Jordi Sanchez of the Catalan National Assembly and Jordi Cuixart of Omnium Cultural were sent to jail on Monday while they are investigat­ed for sedition in their roles organizing demonstrat­ions held last month in Barcelona.

The groups, the Catalan National Assembly and Omnium Cultural, have called for people across Catalonia to halt work at noon on Tuesday to protest the jailing of their leaders.

Both groups have been pivotal to the Catalan movement to secede from Spain and drawn thousands of people to demonstrat­ions in support of the region’s independen­ce.

Protests at the headquarte­rs of the national government’s representa­tives in the Catalan provincial capitals also are scheduled for Tuesday evening.

The National Court in Madrid is investigat­ing the roles Sanchez, Cuixart and two senior law enforcemen­t officials played during demonstrat­ions in Barcelona on Sept. 20-21. Spanish police arrested several Catalan officials and raided offices on those dates as part of the central government’s crackdown on preparatio­ns for the Oct. 1 referendum on Catalan independen­ce.

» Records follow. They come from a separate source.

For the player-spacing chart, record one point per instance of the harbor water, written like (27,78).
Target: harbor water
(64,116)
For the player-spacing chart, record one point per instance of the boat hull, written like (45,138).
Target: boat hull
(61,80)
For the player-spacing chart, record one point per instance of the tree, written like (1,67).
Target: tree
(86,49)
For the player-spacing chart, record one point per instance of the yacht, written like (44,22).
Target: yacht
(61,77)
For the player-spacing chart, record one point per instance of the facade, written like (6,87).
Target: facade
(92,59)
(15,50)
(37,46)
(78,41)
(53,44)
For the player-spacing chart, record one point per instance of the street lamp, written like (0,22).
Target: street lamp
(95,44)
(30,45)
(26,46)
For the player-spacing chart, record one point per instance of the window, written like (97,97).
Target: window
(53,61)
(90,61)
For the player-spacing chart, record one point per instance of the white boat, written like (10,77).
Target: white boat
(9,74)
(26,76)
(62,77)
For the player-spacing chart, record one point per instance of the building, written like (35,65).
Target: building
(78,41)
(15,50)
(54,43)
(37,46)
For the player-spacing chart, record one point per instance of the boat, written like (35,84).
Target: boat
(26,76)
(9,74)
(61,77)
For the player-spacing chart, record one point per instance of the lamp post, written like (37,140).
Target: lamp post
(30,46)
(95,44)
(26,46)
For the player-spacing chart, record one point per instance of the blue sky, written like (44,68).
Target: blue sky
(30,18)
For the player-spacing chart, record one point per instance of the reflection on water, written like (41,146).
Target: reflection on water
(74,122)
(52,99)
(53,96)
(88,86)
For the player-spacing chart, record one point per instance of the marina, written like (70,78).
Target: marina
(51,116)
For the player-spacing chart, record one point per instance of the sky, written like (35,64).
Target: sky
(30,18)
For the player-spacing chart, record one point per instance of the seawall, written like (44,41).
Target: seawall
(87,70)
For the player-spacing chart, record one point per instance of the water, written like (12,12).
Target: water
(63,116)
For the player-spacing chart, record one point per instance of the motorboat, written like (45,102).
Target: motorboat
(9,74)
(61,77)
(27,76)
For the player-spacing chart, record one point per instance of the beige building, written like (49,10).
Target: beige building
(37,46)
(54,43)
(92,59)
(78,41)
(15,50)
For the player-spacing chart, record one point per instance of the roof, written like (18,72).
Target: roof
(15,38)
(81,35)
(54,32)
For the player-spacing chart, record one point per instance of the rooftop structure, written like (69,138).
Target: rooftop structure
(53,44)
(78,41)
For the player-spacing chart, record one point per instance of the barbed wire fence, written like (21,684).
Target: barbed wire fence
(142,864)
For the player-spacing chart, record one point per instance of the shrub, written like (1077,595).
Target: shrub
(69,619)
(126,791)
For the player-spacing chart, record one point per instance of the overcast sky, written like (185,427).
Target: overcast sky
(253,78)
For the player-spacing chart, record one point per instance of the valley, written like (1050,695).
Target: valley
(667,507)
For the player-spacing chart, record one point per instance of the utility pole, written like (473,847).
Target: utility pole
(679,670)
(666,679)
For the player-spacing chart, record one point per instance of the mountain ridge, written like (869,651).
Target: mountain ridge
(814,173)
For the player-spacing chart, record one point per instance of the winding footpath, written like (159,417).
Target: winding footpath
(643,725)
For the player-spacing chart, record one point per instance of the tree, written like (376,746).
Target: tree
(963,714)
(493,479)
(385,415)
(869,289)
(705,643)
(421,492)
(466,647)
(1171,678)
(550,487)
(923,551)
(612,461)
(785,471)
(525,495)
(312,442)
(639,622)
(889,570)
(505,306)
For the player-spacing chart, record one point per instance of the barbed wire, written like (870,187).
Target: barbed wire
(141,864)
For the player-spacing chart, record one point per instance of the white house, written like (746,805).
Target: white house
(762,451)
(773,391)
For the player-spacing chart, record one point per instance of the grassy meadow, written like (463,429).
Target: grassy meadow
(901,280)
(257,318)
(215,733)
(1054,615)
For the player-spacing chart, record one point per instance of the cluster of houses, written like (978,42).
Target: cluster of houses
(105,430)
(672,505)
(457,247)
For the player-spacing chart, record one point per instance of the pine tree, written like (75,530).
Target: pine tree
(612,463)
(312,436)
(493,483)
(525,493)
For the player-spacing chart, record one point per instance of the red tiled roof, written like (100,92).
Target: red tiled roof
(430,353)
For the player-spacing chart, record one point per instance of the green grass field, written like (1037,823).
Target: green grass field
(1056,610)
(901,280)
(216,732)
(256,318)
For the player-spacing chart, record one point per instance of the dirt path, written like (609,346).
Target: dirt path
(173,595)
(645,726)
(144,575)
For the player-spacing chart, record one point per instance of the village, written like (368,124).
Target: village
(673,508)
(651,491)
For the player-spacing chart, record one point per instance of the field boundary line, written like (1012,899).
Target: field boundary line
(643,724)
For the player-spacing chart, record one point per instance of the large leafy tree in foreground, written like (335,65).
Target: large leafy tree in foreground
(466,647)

Earlier on Monday, the judge ruled that Catalan regional police chief Maj. Josep Lluis Trapero and colleague Lt. Teresa Laplana could remain free under several conditions. They include surrenderi­ng their passports and agreeing to appear in court every two weeks.

Catalan president Carles Puigdemont called the jailing of the two leaders “very bad news.”

“They try to imprison ideas but they make stronger the need for freedom,” Puigdemont tweeted.

Also on Monday, Spain’s deputy prime minister said that Puigdemont didn’t give an adequate response in his letter about the region’s independen­ce and has until Thursday to comply with the country’s laws.

Puigdemont’s letter, issued two hours before a Monday deadline, didn’t clarify whether he in fact declared Catalonia’s independen­ce from Spain. He called for talks with Spain’s government.

Spain’s central government wanted a simple “yes” or “no” answer from Puigdemont, something that Deputy Prime Minister Soraya Saenz de Santamaria said that he didn’t provide.

Saenz de Santamaria told reporters that “it wasn’t very difficult to say yes or no. That was the question that was asked and the response shouldn’t be complicate­d.”

She said he has until Thursday morning to fall in line, or faces the possibilit­y of Spain activating Article 155 of the Constituti­on which would allow the central government to take over parts of Catalonia’s self-governance.